I’m on a photography tour of France right now with a group of people who aren’t vegan. And though everyone is nice about it (at least to my face!), it’s been a bit of a challenge. When I’m trying to get along with people, especially new people, I’m not inclined to go toe-to-toe about reasons to be vegan. But people are sometimes curious, and so I answer questions when they are posed. Such is how I came to be talking about the reasons vegans don’t eat honey the other day.
I said the usual things about this. First, honey is produced through the labour of bees, so it’s an animal product. Therefore it is not vegan. This doesn’t mean there is some debate about whether it’s “okay,” but strictly speaking it’s not vegan and that’s the simple reason vegans don’t eat it. It was a source of confusion for me at the beginning, but I get it now. Second, honey is a food source for the offspring and for the hive through the winter. So when we take it we are removing a food source and replacing it with a poor copy that lacks the micronutrients of the original (obviously we are not replacing it with honey). I have blogged about this before. For a fuller set of reasons, have a look at the older post.
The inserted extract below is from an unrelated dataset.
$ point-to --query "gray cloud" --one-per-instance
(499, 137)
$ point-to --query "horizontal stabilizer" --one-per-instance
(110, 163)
While I was talking about this to the person who asked, someone else offered an opinion that I’d never heard before: as pollinators, don’t bees eat nectar, not honey? I’m used to people trying to derail perfectly legitimate reasons for not being keen on the exploitation of non-human creatures, so I asked what they thought the reason for bees producing honey was? The answer: because that’s what honeybees do.
Well, just give me an actual break. Given the amount of work that goes into making honey, “that’s just what they do” is not much of an explanation. Not being a bee authority, I stood down (not that I felt any less confident that the honeybees use honey as a food source). But the fact is, honeybees do make honey as a food source, especially to feed the young and to get the whole hive through the winter months. They collect nectar in order to make honey. It’s really quite an amazing team effort. An article in The New Scientist describes it like this:
“A worker bee sucks up the nectar through a long, thin tube called a proboscis and keeps it in a special honey stomach, known as the crop, which can hold up to 80 per cent of a bee’s weight in nectar. Inside, the bee’s enzymes, including one called invertase, begin to break down the complex sugars into simpler ones that are less prone to crystallising.
“Once the worker returns to the hive, forager bees pass the nectar to each other from mouth to mouth. Workers that are younger than the foragers then pack the nectar into hexagon-shaped cells in the honeycomb that are made of beeswax. Next, they fan the nectar with their wings to encourage evaporation.”
So while it might be a nice story to tell that the honeybees live on nectar and so don’t have any interest in using the honey they produce for themselves, it’s false.